The headline index dropped from 52.5 in February to 52.2 in March - where 50 separates growth from contraction - signalling the joint-slowest upturn in output since the current period of expansion began in September 2016.
“Softer growth primarily reflected a loss of momentum in housing activity, which offset a rebound in both commercial and civil engineering activity,” Markit said.
Construction companies noted that squeezed client budgets had acted as a brake on new business growth. There were also reports citing planning delays and what Markit called “greater cost consciousness among clients”.
Yet firms were reported to be “relatively upbeat” about their near-term prospects, and companies noted that reduced Brexit-related anxiety and a “resilient economic backdrop” had had a positive impact on new invitations to tender.
Almost half of the survey panel expected a rise in business activity during the year ahead, against 9% expecting a decline.
Tim Moore, senior economist at IHS Markit, said: “Business confidence was among the highest seen since the end of 2015, which construction companies linked to upcoming tender opportunities, plans for increased marketing expenditure and hopes of a sustained recovery in clients’ willingness to spend.”
Mike Chappell, global corporates managing director for construction at Lloyds Bank Commercial Banking, noted that civil engineering remained the star performer in the sector, thanks to a number of mega-projects in the works across the UK, some of which were given the green light before the EU referendum.

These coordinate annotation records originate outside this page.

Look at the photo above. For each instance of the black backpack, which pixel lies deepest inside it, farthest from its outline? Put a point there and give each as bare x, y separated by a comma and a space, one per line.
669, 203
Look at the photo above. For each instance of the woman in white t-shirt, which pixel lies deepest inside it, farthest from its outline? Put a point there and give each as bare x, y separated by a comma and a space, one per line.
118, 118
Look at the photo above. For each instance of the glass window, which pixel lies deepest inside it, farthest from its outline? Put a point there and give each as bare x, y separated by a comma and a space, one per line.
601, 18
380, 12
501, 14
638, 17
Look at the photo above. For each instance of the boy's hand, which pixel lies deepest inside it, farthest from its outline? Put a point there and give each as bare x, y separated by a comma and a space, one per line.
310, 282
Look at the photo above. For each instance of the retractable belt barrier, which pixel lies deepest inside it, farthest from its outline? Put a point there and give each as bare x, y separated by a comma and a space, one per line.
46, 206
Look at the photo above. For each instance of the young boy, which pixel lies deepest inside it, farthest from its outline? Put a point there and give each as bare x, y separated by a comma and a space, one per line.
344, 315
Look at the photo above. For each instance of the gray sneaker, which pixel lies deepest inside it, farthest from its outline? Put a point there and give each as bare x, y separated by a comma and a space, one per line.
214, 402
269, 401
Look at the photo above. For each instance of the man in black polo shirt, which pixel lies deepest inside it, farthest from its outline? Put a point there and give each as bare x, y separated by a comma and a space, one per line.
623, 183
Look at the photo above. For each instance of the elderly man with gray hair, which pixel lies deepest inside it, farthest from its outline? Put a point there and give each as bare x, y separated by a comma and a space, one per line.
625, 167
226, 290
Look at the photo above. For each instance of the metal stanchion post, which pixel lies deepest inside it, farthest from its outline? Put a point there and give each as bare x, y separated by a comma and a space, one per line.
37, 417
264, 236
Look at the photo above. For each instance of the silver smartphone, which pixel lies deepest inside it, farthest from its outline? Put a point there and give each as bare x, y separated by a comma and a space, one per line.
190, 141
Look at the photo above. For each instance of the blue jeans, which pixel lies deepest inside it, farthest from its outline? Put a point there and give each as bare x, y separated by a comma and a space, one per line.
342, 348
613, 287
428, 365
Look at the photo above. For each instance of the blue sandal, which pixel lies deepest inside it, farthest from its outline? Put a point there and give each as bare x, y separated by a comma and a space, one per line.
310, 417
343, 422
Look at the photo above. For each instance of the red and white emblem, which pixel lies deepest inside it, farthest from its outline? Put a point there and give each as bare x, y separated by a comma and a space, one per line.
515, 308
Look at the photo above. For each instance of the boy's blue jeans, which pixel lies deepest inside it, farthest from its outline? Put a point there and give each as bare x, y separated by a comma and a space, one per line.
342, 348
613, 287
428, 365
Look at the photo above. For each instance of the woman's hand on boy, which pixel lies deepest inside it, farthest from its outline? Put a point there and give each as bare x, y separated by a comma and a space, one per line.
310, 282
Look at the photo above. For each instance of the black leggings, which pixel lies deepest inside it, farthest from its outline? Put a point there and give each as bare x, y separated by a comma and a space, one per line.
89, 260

However he highlighted that with the triggering of Article 50 the most significant issue on the industry’s radar remains labour. “Almost 10% of UK construction workers are from the EU and in London that rises to a quarter. Contractors are therefore keen to understand what can be done to maintain access to this labour, otherwise they potentially face both increased costs and project delays.
“That said, in general terms larger construction firms are in better health than in previous years, largely because of more discipline when bidding for work and using civil engineering and services arms to offset cyclical dips in commercial activity. Many are therefore well-positioned to cope with the current headwinds.”